Maros-Pangkep Karsts (Leang-Leang Karsts)
If there’s one thing you shouldn’t miss in Sulwesi it’s the Leang-Leang karsts in the Maros Regency of South Sulawesi. The karsts form part of the 45,000 hectare Maros-Pangkep karst mountain range, officially the world’s third largest karst area after Tsingy in Madagascar and Shilin in China.
Lying amid the rice growing basin of the Maros River, they tower like limestone sentinels lording over the watery riverscape and vast emerald green rice paddy’s. The approach by canoe (optional) along one of the river tributaries is simply breathtaking, but these ancient formations also hide an archaeological treasure trove of prehistoric art.
Archaeologists have recorded five caves (Pettae, Petta Kere, Pasaung, Saripa and Karrasa) containing prehistoric rock art galleries but there are hundreds more scattered around the region that are yet to be formally examined. Using isotopic dating methods, archaeologists have estimated the age of the paintings at between 35,000 – 40,000 years old, placing them in the same era as some of Europe’s oldest cave paintings and those of the Australian Aborigines.

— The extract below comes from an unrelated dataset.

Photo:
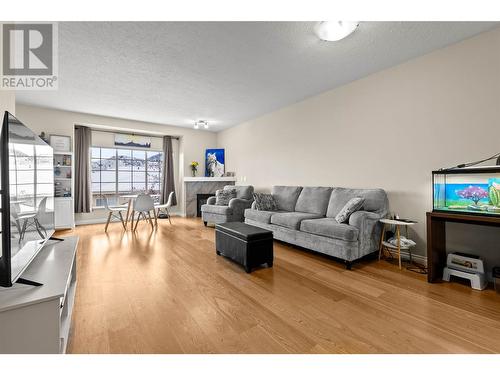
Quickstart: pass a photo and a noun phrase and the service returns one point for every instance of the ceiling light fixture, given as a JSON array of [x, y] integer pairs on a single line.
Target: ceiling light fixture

The best known of the galleries is found in Petta Kere Cave, which has around 30 well preserved red and white hand prints just inside the cave entrance, strategically placed to ward off evil spirits. Some of the hand prints are missing a thumb, indicating the practise of cutting off a finger when an important tribal elders dies; a rather gruesome tradition that is still practised today among some West Papuan tribes. In addition to the hand prints there’s a red ochre painting of a boar, several small niches off the main chamber presumed to have been sleeping places for the cave’s prehistoric residents and some interesting stalactite and stalagmite formations. During excavations of the cave, archaeologists have recovered flint blades and arrow heads and middens containing shells and animal bones, the remains of thousands of meals but the hunter-gatherer tribes.
In addition to the caves and rock art, closer examination of scattered limestone and andesite volcanic rocks around the Leang-Leang area reveals that they appear to have been deliberately arranged, presumably for ritualistic purposes. Local villages claim they’ve never dared to move them for fear of upsetting whatever sacred spirit or ancestor the rocks pay homage to.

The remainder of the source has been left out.